- Born: Vanessa Louise Jarman 1972 (age 53–54) San Francisco, California, U.S.
- Education: University of California, Los Angeles (BA)
- Occupations: Philanthropist; socialite; model;
- Years active: 1999–present
- Spouse: Billy Getty ​(m. 1999)​
- Children: 3
- Parents: Claude Jarman Jr. (father); Maryann Eve Opperman (mother);
- Relatives: Getty family (by marriage)

= Vanessa Getty =

American socialite and philanthropist (born 1972)

Vanessa Getty (born 1972) is an American socialite, philanthropist, and model based in San Francisco. She is the founder of the San Francisco Bay Humane Friends and the co-founder of GettyLab.

==Early life and education==
Getty was born Vanessa Louise Jarman in 1972 in San Francisco to actor Claude Jarman Jr. (1934–2025) and ballerina Maryann Eve Opperman (1942–2021). Her father received a Juvenile Academy Award for his role in The Yearling (1946) and later served as executive director of the San Francisco International Film Festival, while her mother danced with the San Francisco Ballet, the Royal Ballet, the National Ballet of Canada, and the Joffrey Ballet. She has one sister, Natalie, and five paternal half-siblings.

Getty was raised in San Francisco and attended Lick-Wilmerding High School and University High School before enrolling at the University of California, Los Angeles (UCLA), where she received a Bachelor of Arts in history. While at UCLA she volunteered with Animal Rescue Volunteers, a Simi Valley-based nonprofit.

==Philanthropy==
===Animal welfare===
In 2005, Getty founded San Francisco Bay Humane Friends, a nonprofit that funds and operates a mobile spay-and-neuter and vaccination clinic for low-income communities in the San Francisco Bay Area. That same year she joined the board of directors of the Peninsula Humane Society & SPCA, which has housed and supported the mobile clinic's operations. Her fundraising for the charity has included the Purr fashion events, which have drawn participation from designers and figures including Michael Kors, Ralph Lauren, Louis Vuitton, Mulberry, Ellen DeGeneres, and Nicole Kidman. She has also served on the board of the Orangutan Foundation International.

===Arts and cultural organizations===
Getty served as a trustee of the Fine Arts Museums of San Francisco for nine years, helping govern the de Young Museum and the Legion of Honor.

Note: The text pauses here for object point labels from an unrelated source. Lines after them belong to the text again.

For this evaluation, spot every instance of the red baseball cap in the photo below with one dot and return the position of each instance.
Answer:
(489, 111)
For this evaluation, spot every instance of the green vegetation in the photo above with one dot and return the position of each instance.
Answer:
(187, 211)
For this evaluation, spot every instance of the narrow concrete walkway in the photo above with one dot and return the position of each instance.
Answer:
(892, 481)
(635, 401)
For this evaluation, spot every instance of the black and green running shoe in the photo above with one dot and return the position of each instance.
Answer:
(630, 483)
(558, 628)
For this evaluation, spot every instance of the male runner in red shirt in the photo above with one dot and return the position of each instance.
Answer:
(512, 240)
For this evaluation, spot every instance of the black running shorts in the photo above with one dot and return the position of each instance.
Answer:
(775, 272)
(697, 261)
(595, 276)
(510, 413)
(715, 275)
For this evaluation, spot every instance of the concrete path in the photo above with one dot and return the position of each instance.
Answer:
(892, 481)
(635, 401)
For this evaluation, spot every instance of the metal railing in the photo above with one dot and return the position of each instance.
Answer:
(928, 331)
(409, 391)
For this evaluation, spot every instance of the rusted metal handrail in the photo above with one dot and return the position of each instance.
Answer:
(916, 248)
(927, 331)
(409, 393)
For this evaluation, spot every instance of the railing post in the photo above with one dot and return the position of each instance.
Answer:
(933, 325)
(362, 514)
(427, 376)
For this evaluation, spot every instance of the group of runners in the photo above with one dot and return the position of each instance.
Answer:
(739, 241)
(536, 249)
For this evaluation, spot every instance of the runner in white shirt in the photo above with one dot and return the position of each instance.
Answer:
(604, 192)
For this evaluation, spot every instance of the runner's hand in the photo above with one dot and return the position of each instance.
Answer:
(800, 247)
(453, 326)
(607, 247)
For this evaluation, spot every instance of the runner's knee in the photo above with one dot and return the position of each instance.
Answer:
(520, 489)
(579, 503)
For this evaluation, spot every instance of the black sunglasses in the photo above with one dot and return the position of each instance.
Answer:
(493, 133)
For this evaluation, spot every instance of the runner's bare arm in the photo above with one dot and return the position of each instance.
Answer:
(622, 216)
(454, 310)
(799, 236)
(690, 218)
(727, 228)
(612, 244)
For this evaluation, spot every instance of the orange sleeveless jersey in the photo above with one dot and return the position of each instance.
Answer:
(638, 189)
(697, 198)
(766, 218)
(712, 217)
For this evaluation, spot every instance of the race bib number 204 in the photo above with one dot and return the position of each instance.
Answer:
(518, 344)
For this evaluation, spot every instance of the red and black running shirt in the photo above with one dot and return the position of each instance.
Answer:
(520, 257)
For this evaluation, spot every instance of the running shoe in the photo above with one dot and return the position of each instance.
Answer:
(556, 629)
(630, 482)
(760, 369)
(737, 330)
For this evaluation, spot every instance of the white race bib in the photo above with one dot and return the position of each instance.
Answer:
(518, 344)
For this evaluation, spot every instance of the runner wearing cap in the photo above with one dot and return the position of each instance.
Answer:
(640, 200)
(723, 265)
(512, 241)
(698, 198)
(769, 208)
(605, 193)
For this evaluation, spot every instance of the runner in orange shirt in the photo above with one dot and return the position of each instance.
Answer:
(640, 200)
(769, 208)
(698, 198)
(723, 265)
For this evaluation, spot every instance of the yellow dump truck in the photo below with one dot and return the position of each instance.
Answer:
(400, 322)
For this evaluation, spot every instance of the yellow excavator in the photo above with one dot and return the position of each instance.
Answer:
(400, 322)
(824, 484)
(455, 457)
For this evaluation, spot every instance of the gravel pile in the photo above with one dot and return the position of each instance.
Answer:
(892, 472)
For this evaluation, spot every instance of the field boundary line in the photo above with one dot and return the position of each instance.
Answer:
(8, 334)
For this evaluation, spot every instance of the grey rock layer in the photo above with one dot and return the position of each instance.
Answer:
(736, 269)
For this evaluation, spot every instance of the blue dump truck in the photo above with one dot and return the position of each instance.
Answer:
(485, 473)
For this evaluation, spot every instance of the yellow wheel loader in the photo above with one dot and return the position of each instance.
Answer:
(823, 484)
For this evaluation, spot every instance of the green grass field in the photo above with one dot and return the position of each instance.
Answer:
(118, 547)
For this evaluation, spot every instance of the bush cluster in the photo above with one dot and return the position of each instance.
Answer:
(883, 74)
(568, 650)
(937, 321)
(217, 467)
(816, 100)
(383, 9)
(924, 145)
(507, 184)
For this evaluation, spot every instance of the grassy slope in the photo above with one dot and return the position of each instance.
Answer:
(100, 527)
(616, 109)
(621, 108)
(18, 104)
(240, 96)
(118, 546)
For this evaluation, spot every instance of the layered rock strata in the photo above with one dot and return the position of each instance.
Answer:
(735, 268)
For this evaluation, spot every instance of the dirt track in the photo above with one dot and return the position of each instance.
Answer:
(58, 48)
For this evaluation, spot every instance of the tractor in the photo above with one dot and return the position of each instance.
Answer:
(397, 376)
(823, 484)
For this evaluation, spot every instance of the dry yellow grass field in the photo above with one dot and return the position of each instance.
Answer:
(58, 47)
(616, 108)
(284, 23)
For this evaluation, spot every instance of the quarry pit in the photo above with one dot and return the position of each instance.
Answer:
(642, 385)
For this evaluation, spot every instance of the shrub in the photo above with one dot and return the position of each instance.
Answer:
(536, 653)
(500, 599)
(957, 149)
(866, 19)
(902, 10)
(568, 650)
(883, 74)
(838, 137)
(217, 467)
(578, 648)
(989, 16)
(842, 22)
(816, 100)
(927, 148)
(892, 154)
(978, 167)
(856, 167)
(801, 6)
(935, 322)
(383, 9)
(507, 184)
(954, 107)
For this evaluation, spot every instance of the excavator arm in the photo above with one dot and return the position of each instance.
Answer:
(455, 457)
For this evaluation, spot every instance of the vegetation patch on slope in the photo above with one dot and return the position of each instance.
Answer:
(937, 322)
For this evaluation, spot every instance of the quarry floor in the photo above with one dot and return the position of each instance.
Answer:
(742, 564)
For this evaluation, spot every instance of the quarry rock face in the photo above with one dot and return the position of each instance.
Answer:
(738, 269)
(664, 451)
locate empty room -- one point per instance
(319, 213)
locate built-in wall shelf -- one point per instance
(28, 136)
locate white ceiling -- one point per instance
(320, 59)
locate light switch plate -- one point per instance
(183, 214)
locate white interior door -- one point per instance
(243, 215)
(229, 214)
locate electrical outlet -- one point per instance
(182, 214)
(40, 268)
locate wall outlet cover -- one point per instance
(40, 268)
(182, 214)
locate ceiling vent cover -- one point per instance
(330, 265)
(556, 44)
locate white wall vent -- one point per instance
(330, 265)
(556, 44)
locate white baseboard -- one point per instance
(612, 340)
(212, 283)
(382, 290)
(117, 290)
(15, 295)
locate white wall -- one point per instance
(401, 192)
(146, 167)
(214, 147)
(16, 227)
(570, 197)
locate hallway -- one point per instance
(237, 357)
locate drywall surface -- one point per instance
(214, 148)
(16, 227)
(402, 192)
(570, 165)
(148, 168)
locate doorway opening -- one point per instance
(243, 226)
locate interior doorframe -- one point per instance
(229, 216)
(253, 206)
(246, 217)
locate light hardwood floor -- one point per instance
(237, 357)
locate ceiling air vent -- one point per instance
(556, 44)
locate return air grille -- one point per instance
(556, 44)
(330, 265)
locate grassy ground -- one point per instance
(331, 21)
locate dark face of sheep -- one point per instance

She co-chaired the Junior Committee's Mid-Winter Gala in Lanvin in 2008 and was named an honorary co-chair, alongside Trevor Traina, of the 2014 Mid-Winter Gala, which raised approximately $400,000 for the museums. She has additionally raised funds for the San Francisco Symphony.

She supported and donated to the campaign of U.S. Vice President Kamala Harris, who is also the godmother to one of her children.

===AIDS research and other causes===
Getty has been a longtime supporter of amfAR, The Foundation for AIDS Research, co-chairing fundraising events alongside figures such as Liza Minnelli and receiving the organization's Award of Courage. In November 2019, she and her husband attended amfAR's second Charity Poker Tournament, hosted at the San Francisco residence of Gordon and Ann Getty.

===Political fundraising===
Getty has been a fundraiser and donor for Democratic candidates, including Barack Obama, Joe Biden, John Kerry, Kirsten Gillibrand, and Kamala Harris. She and her husband were early Bay Area supporters of Harris's political career, beginning with her 2003 run for San Francisco District Attorney.

==Personal life==
Getty met William Paul "Billy" Getty, a son of Gordon Getty and Ann Getty, when both were children in San Francisco. They married in 1999 at an estate in Napa Valley in a ceremony officiated by Judge William Newsom, the father of best man and future California governor Gavin Newsom. She wore a custom Narciso Rodriguez gown, the designer's first bridal commission since the 1996 wedding dress for Carolyn Bessette-Kennedy. The couple have three children. She and her husband co-founded the family philanthropic vehicle GettyLab.

In June 2025, Mary Riley, a 66-year-old San Francisco resident, filed a civil suit in San Francisco Superior Court alleging that Getty had crashed her Porsche Taycan into Riley's parked vehicle on March 28, 2024, near the intersection of Divisadero and Lombard streets, causing orthopedic injuries and a traumatic brain injury.